Common Myths About Mindfulness: Part 1

Myth #1 Choiceless Awareness is the “Purest” Practice of Mindfulness

This belief is strongly associated with the mistaken idea of non-conceptual awareness. Often the same yogis who believe that concepts are a problem for meditators also believe that intentionally directed mindfulness corrupts their experience of reality.

The moment by moment change in focus that consciousness experiences is entirely conditioned by a variety of dynamics within the mind such as sensory stimulus, inner forces of desire or aversion, associative memory, fear, restlessness, and of course intention. Directed intention is only one among many possible factors conditioning the attention. Nor is it necessarily the strongest one, as experienced when our mind wanders against our will. No matter how hidden these conditioning processes might seem, they are always present.

Intention itself, as a conditioning mental factor is not in any way a barrier to the development of wisdom and concentration. It does not occlude the recognition of any aspect or function of conscious experience, including its own. Even in so called “choiceless” awareness, the subtle presence of intention occurs as embodied in reactive mind states such as desire, anger or thought. These too are volitional mental formations. All such mind states that “have an agenda” contain the quality of intention within themselves. In reality “choiceless awareness” is only attention whose conditioning is unpenetrated by mindfulness and insight, and unaccompanied by clear comprehension.

Additionally, allowing one’s attention to float free in this way, will make three things particularly difficult: the development of concentration, the development of energy and insight into intention and its associated conditioning.

The development of concentration will be more difficult because the undirected mind lacks stability, an essential feature of one-pointed stable attention. Volitionally directed attention is first embodied by applied thought, vitakka, which becomes the basis for the development of the other jhana factors as they mature towards ekagatta one-pointedness. Without the development of vitakka requiring effort, energy will lag, leaving the mind burdened with dullness or stiffness. Because intention is not consciously deployed in the practice of so called choiceless awareness, the intentions that are operating in the mind are less clearly seen. Without seeing them, the yogi will be slow to recognize the nature and function of the preceding formations that condition the arising of that intention. Without the sharper focus provided by intentionally directed attention it is also harder to recognize the vanishing of volitional mental formations and how their disappearance changes the experience of the mind stream. In other words, without the use of directed intention, insight into conditionality is greatly hampered. Without a full spectrum of insight into the conditioning processes of our subjective reality, the Progress of Insight may fail develop properly. The environment of undirected attention is therefore anemic of concentration, energy and the insight, three of the five controlling faculties responsible for the successful evolution of our practice.

When practice matures into Knowledge of Equanimity Towards Formations, a kind of choiceless awareness becomes possible, in that the illusion of the one who directs attention is now absent, and all states either directed or undirected by volition are spontaneously seen as ownerless. At this stage the mind is sufficiently developed so as to see little difference between directed and undirected attention. The presence or absence of volitional mental formations are simply different expressions of the conditioned processes of impermanent formations.

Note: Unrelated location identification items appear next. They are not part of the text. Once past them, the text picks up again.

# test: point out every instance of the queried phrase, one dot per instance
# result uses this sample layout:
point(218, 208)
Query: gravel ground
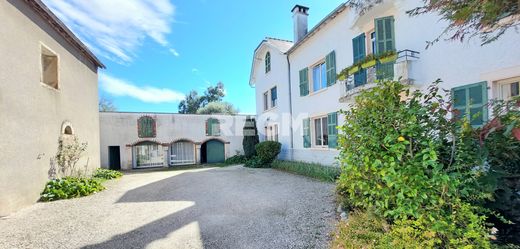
point(231, 207)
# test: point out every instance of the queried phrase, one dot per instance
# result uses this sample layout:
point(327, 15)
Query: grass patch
point(314, 170)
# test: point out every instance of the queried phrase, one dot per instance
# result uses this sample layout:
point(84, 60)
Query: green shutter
point(304, 82)
point(332, 130)
point(330, 61)
point(306, 133)
point(359, 52)
point(385, 38)
point(385, 41)
point(471, 102)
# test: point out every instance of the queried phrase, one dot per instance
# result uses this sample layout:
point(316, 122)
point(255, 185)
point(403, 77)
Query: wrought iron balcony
point(401, 69)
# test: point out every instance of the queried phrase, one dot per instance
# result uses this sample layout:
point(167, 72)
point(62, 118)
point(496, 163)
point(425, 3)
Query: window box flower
point(368, 64)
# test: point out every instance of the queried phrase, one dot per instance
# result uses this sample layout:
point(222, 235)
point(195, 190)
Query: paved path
point(231, 207)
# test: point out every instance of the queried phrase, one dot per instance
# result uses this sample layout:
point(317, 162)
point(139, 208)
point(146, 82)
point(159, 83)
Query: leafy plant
point(403, 157)
point(267, 151)
point(107, 174)
point(70, 187)
point(68, 154)
point(317, 171)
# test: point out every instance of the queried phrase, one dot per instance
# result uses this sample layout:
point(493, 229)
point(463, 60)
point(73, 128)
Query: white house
point(144, 140)
point(298, 95)
point(48, 91)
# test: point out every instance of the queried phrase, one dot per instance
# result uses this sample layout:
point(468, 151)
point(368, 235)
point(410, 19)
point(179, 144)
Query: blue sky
point(158, 50)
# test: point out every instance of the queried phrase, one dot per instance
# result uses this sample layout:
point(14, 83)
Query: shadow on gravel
point(233, 208)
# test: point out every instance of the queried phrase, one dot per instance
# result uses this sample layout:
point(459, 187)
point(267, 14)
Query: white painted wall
point(33, 113)
point(455, 63)
point(120, 129)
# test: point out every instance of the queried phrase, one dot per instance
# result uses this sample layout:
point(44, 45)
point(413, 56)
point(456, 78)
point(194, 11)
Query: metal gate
point(182, 153)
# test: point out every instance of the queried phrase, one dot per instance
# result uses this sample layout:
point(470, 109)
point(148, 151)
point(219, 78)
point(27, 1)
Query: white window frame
point(323, 71)
point(501, 83)
point(313, 132)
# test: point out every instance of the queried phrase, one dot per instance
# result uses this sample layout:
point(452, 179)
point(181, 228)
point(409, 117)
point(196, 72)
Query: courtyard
point(231, 207)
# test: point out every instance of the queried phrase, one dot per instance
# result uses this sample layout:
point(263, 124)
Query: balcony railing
point(400, 69)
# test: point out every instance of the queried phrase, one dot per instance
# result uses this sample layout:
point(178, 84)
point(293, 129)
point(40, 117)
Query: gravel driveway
point(231, 207)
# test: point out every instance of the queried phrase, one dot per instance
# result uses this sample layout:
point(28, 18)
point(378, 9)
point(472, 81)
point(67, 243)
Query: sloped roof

The path along which our minds must evolve to come upon the experience of the Unconditioned is quite precise. The ability to discover this precise point of balance in the development of the mind’s faculties is one of the features that makes the Theravada teachings so unique, leaving no room for personal predilections or intellectual prejudice. To be successful, we must train our attention so as to achieve the necessary balance and development of the faculties. Because of this very precise requirement and the defiled mind’s natural tendency to go astray, the meditator’s efforts must be regularly adjusted by the teacher to ensure that progress remains on course. In the end, it is not the method itself that achieves the goal, but the carefully balanced evolution of the faculties that leads the mind to emergence from the conditioned series. This precision requires refined tuning, something that does not naturally evolve from free-floating awareness.